Electrolytes for Horses
Author Name: Zane Griffiths
Posted: Tuesday, March 1, 2016 12:00 AM
Comments: 0 [Post]
Horses that are not currently competing or engaged in difficult work will have less of a need for electrolyte supplementation than competitive horses and work horses.
A sustained lack of electrolytes can cause problems with your horse's performance and health.
If your horse seems unusually tired or their physical work has suffered recently, an electrolyte imbalance is one of many possible explanations. Some horse owners may wonder about giving their horses electrolyte supplements in general. As a basic guideline, whether or not you should give your horse any electrolytes usually depends on their lifestyle or schedule.

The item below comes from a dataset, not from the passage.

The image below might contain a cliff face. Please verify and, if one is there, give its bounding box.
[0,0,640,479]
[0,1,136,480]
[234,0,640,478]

Many horse owners will have heard about the need for people to consume extra electrolytes if they're engaging in any strenuous activities, and horse owners should know that the situation for horses is similar. Just as humans rarely need electrolyte-rich sports drinks just to get through their normal daily routines, horses shouldn't usually need electrolytes during periods of minimal or light exertion. If you live in areas prone to very hot weather, you should be somewhat more mindful of your horse's electrolyte intake. Horses are particularly prone to losing sodium and chloride as a result of sweating during periods of physical exertion or overheating.
Any horse owners that are worried about their horses' electrolyte consumption can consult with their veterinarians. In addition to helping treat or rule out any medical conditions caused by electrolyte imbalances, your veterinarian can help you determine the types and quantities of electrolytes that your horse may need. The side-effects of giving your horse an excess of almost any nutrient can be somewhat difficult to predict. However, severe electrolyte deficiencies can be serious, so maintaining a balance is important.
Horses will often get most of the electrolytes that they need on a normal day through their diets. Grasses, forages, most commercial feeds, and hay all contain electrolytes. One of the benefits of salt blocks is that they will allow your horse to quickly and easily take in some additional electrolytes in a form that your horse may enjoy. There are many different ways to get your horse to consume more electrolytes. There are various pastes and powders that have been formulated to quickly give horses a good supply of all the electrolytes that they need. At that point, giving your horse electrolytes is usually a matter of adding a dose of the formulated powder or paste to your horse's feed or water. Your horse may be more likely to take the electrolyte paste or powder with food than with water, because the paste or powder will be easier to taste in water. You may need to experiment slightly in order to find a flavor combination that works for your horse, since it is important that he or she is able to consume the electrolytes at the right time.
Most electrolyte-rich pastes or powders that you buy will have a recommended dosage attached.